I wish we would have had even more time in the city as there was much to do that we didn’t even get to touch. We left Delhi heading for Agra to see the world-renown Taj Mahal. I’m typically a little skeptic when I’m about to visit iconic landmarks that receive so much attention and accolades. However, I can easily say this icon deserves every ounce of fame and attention it receives. It was amazing. I honestly just stood and stared at it as it has a mesmerizing quality and beauty to it.

For those who don’t know the story of the Taj Mahal, it was built by Mughal emperor Shah Jahan as a mausoleum for his beloved wife Mumtaz Mahal, who died in childbirth. It is often described as one of the wonders of the world and is built out of white marble. Its symmetry is attention getting and beautiful.

On our way back to Delhi, we stopped in a nearby city to meet our first set of OI clients. This group of about 20 women entrepreneurs were having their “trust group” meeting. It’s a chance to update everyone in their group about their loan repayments, how things are going and any challenges they are facing. By forming a trust group, these women are guaranteeing each other’s loans and providing support for one another. It’s an incredibly effective method of holding them accountable, yet furthering their businesses and livelihood.

The women were as equally curious about us as we were about them.
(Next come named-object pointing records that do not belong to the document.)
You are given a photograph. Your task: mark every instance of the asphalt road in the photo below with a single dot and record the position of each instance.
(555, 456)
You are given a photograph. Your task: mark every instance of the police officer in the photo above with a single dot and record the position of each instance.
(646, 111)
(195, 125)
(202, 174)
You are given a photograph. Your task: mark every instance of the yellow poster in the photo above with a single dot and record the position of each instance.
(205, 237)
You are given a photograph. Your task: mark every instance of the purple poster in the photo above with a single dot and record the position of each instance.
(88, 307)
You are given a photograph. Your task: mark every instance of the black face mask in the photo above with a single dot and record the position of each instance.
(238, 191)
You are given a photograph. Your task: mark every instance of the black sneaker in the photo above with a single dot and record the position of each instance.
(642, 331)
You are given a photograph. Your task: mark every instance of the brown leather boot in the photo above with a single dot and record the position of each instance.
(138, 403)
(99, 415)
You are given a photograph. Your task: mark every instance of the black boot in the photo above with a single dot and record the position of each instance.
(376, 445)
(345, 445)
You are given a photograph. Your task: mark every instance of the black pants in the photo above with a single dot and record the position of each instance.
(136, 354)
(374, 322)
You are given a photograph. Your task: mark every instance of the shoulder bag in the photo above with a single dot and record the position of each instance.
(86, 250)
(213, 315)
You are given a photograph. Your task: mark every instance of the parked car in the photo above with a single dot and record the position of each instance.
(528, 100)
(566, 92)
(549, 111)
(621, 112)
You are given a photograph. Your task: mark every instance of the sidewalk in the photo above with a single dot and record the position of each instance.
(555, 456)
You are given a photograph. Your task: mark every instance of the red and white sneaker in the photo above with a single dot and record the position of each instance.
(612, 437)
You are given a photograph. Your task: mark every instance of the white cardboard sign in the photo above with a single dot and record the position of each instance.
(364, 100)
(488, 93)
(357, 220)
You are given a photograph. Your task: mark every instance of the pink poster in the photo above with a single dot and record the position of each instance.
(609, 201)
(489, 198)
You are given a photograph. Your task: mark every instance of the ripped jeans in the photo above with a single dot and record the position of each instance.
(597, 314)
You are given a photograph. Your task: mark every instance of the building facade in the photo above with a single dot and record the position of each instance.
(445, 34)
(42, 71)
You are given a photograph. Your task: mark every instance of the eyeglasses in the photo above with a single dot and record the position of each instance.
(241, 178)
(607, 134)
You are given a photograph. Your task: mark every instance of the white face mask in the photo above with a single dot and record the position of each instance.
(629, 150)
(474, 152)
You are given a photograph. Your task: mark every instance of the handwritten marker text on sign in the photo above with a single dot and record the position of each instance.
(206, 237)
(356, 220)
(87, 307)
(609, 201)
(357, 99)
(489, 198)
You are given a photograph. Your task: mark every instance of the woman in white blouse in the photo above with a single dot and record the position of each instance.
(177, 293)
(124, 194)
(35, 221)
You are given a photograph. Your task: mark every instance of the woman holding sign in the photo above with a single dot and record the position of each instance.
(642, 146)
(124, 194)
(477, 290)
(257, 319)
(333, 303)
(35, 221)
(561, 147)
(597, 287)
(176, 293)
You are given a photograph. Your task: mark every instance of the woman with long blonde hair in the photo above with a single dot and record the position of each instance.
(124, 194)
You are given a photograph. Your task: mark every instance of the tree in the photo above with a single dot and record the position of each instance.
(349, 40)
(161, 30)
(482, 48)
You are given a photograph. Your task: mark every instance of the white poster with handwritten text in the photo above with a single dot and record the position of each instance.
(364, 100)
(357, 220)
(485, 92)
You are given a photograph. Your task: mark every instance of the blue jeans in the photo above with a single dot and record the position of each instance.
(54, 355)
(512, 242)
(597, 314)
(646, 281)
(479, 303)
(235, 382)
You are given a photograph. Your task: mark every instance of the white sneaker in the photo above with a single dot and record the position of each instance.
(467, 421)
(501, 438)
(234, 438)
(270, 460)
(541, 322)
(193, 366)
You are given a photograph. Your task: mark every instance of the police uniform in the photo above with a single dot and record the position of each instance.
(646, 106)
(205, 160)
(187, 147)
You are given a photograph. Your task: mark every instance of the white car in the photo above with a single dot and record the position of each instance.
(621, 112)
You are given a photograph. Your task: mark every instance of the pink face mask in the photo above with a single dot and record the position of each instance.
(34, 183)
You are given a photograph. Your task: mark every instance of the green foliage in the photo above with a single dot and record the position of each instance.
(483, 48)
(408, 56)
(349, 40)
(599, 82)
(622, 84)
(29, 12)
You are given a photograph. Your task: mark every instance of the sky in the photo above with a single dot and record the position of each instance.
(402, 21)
They asked us questions (like what time we get up in the morning) and sang and danced with us. It was a special experience. We couldn’t speak each other’s language, but we didn’t need words to communicate. It was a great way to spend time with locals in the community and something I’ll never forget.

Our next chance to meet our OI women was by flying to Ranchi and then driving four hours into some of the poorest, most remote villages in the country. In some cases, this was the first time the local residents had seen white people. The women here told us how OI is giving them such opportunity and is literally changing their lives. They now have respect among their neighbors, can send their children to school and can keep food on the table for their families.

These women welcomed us into their businesses and homes with such pride and appreciation. I had never met any of them before, yet I felt like I was learning so much from them.

Now I know why my heart was set on traveling to India. Yes, the sites were breathtaking and the customs were intriguing. But it’s the beauty of the people that lured me into loving this eclectic, fascinating place.